The necessary funds came in smoothly because the local donor and philanthropic community recognized an opportunity when it was staring them in the face, Horner said. The Harold K. L. Castle Foundation made a grant of $1 million. The Harry & Jeanette Weinberg Foundation Inc. gave $3 million. The Department of Hawaiian Home Lands, Kamehameha Schools, and a dozen other major charities and foundations also contributed.
"I mean, we raised more than $20 million," Horner said. "But the center is a $130 million project. That's quite an investment.
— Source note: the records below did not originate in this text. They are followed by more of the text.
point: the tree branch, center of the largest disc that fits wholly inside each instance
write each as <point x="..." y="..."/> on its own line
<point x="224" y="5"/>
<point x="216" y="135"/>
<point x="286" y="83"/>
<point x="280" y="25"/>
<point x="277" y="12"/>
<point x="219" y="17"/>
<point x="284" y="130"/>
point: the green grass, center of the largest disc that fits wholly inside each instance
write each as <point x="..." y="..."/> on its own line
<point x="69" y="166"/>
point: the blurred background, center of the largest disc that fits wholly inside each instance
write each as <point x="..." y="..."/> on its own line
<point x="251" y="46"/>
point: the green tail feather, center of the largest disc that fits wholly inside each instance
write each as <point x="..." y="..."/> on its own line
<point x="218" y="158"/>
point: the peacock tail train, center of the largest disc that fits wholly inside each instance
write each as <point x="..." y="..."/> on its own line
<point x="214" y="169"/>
And they (the donors) also fully understood that if we didn't raise $20 million, that we wouldn't get any money."
Economically the Kroc Community Center couldn't have come along at a better time — smack in the middle of the worst financial train wreck in 75 years, Horner said. He sees that as three miracles in one.
"One, it will create hundreds of construction jobs; two, the prices of construction couldn't be cheaper; and three, it will create a hundred good-paying jobs for the Leeward community."
Otherwise, some aspects of the 120,000-square-foot center have evolved neatly in place seemingly on their own.
GOOD NEIGHBORS
The proposed location of the community center has changed several times but now the 15-acre center will be across the road from the University of Hawai'i-West O'ahu campus. That campus will be built without such amenities as a gymnasium or swimming pool — making the school and the center location a marriage made in heaven for the students who can take advantage of both entities.
The center will reside at the intersection of the new North-South and East-West highways and the Honolulu rail-transit system will stop directly in front of it.
The stream of community center users will be never-ending. These things have all simply fallen in place, Horner said.
"You couldn't have planned this," he said with a laugh. "There's no way anybody can take credit for this. And the stories just keep on coming. I could go on for hours."
Salvation Army officials aren't waiting until opening day to give area children a taste of the excitement and positive experience that's coming.
"Even though the whole structure is not there yet, the Kroc Center is already involved in getting vibrant educational programs working in the community," said Daniel de Castro, public relations director for the Salvation Army's Hawaiian and Pacific Islands Division.
For instance the Kroc Ambassador Education and Outreach, a free afterschool program for children ages 7 through 17 in Waimalu and Waipahu, has been in operation for several months at different locations in Leeward O'ahu.
"By the time it's all finished, we want to have ongoing programs that would just be transferred over to the new facility," de Castro said.
That new facility should remain in place for generations of kids to come. According to Joan Kroc's instructions, a full $55 million of the gift to Honolulu must be used as an endowment to operate and maintain the center in perpetuity.
"One thing about this project is the money's all there," Lum said. "It's all cash. It's just sitting there waiting to be used. And that's a good position to be in."
Meanwhile, the money miracle hasn't extended to the Salvation Army Center in 'Aiea, which Lum manages in addition to his project duties.
"I don't have any Kroc dollars to operate the 'Aiea location," he said, momentarily returning to a world where miracles are few, and tough to come by. "All that money was earmarked specifically for the Kroc Center. And all our other programs have to find their own funding.
"Our budgets are being cut. But, we'll make do."